Decomposing the Jaccard Distance and the Jaccard Index in ABCDE

TL;DR

The paper develops a decomposed framework for the Jaccard-based metrics used in ABCDE, splitting the magnitude of clustering differences into Split and Merge components and further into Good/Bad contributions, while also decomposing the JaccardIndex into affected and unaffected parts with analogous quality splits. It provides exact population-level definitions and practical, unbiased estimation procedures via weighted-sample pairwise judgments, including strategies for sampling and confidence intervals. The approach yields a rich set of metrics (including DeltaPrecision as a bonus) that are interrelated through simple equations, enabling deeper debugging and interactive exploration of clustering changes. The work positions itself as complementary to ABCDE, offering alternative perspectives and additional tooling for understanding the nature and quality of clustering changes, with guidance on stratified sampling and implementation considerations. The practical impact lies in enabling more nuanced, human-judged evaluation of large-scale clustering changes and providing a structured pathway to debugging diffs via item-pair and cluster-level analyses.

Abstract

ABCDE is a sophisticated technique for evaluating differences between very large clusterings. Its main metric that characterizes the magnitude of the difference between two clusterings is the JaccardDistance, which is a true distance metric in the space of all clusterings of a fixed set of (weighted) items. The JaccardIndex is the complementary metric that characterizes the similarity of two clusterings.
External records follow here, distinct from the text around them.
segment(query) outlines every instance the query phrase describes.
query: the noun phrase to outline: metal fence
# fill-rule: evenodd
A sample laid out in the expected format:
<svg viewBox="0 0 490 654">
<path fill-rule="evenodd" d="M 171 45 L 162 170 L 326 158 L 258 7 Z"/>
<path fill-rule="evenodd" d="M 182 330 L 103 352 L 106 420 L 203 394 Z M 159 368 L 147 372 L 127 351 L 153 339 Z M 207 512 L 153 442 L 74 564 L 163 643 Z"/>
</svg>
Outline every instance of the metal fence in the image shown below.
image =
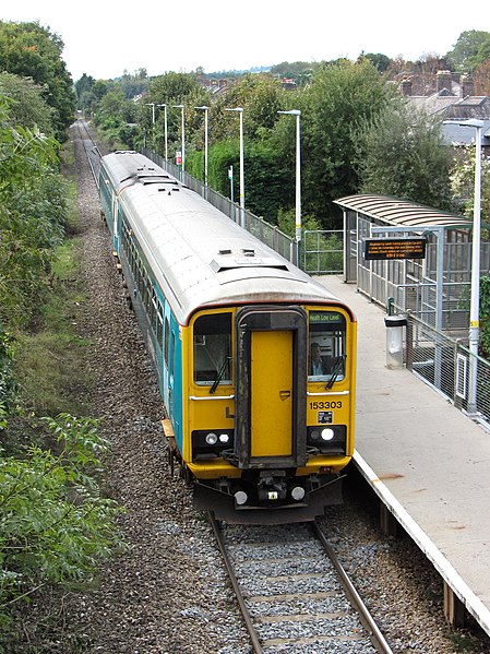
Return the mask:
<svg viewBox="0 0 490 654">
<path fill-rule="evenodd" d="M 490 362 L 411 311 L 406 318 L 407 369 L 490 429 Z"/>
<path fill-rule="evenodd" d="M 307 273 L 333 275 L 344 272 L 344 231 L 303 231 L 303 269 Z"/>
</svg>

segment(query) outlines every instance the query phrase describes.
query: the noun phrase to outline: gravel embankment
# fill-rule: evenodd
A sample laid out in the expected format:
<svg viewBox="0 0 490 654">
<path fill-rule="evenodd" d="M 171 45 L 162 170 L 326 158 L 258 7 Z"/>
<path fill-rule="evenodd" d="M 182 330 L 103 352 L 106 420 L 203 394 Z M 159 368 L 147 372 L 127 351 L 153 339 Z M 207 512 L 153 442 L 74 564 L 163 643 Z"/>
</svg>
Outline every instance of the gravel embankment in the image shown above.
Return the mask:
<svg viewBox="0 0 490 654">
<path fill-rule="evenodd" d="M 35 640 L 36 652 L 63 654 L 244 654 L 247 634 L 211 527 L 167 471 L 155 376 L 75 128 L 72 139 L 88 295 L 80 329 L 93 343 L 94 414 L 112 444 L 105 488 L 126 508 L 120 525 L 128 550 L 104 564 L 89 588 L 65 595 L 58 618 L 44 617 L 44 629 L 26 632 L 25 644 Z M 469 632 L 458 632 L 467 645 L 456 646 L 442 616 L 440 580 L 408 539 L 381 536 L 369 504 L 354 492 L 328 511 L 325 525 L 395 653 L 490 652 L 488 641 L 470 645 Z M 32 615 L 41 617 L 36 603 Z"/>
</svg>

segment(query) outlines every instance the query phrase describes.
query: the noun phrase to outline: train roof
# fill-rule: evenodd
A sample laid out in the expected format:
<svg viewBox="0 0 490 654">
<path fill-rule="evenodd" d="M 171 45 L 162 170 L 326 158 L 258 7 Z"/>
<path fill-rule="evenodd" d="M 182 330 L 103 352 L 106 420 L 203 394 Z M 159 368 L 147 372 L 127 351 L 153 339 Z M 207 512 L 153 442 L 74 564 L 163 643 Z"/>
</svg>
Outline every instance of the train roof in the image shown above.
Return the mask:
<svg viewBox="0 0 490 654">
<path fill-rule="evenodd" d="M 181 324 L 206 306 L 328 301 L 344 306 L 145 156 L 116 152 L 101 164 Z"/>
</svg>

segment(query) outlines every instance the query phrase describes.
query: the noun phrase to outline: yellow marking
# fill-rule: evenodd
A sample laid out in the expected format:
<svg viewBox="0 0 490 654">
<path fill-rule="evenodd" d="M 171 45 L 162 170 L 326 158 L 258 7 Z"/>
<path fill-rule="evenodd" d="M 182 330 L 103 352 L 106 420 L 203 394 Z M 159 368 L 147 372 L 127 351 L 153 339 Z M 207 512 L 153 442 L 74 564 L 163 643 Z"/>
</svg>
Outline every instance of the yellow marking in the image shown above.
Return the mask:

Its relationship with the JaccardDistance is simple: JaccardDistance + JaccardIndex = 1. This paper decomposes the JaccardDistance and the JaccardIndex further. In each case, the decomposition yields Impact and Quality metrics. The Impact metrics measure aspects of the magnitude of the clustering diff, while Quality metrics use human judgements to measure how much the clustering diff improves the quality of the clustering. The decompositions of this paper offer more and deeper insight into a clustering change. They also unlock new techniques for debugging and exploring the nature of the clustering diff. The new metrics are mathematically well-behaved and they are interrelated via simple equations. While the work can be seen as an alternative formal framework for ABCDE, we prefer to view it as complementary. It certainly offers a different perspective on the magnitude and the quality of a clustering change, and users can use whatever they want from each approach to gain more insight into a change.

Figures (1)

• Figure 1: The clustering quality situation from the perspective of item $i$. The item $i$ is always in the intersection of $\mathit{Base}(i)$ and $\mathit{Exp}(i)$ and $\mathit{Ideal}(i)$, which is never empty. $\mathit{Ideal}(i)$ is the set of all items that are truly equivalent to $i$. Each area inside the Venn diagram is labeled with its weight divided by $\mathit{weight}(\mathit{Base}(i) \cup \mathit{Exp}(i))$. To save space we omit the suffix '$(i)$' from the labels. So, for example, the label $\mathit{GoodSplitDistance}$ in the diagram stands for $\mathit{GoodSplitDistance}(i)$.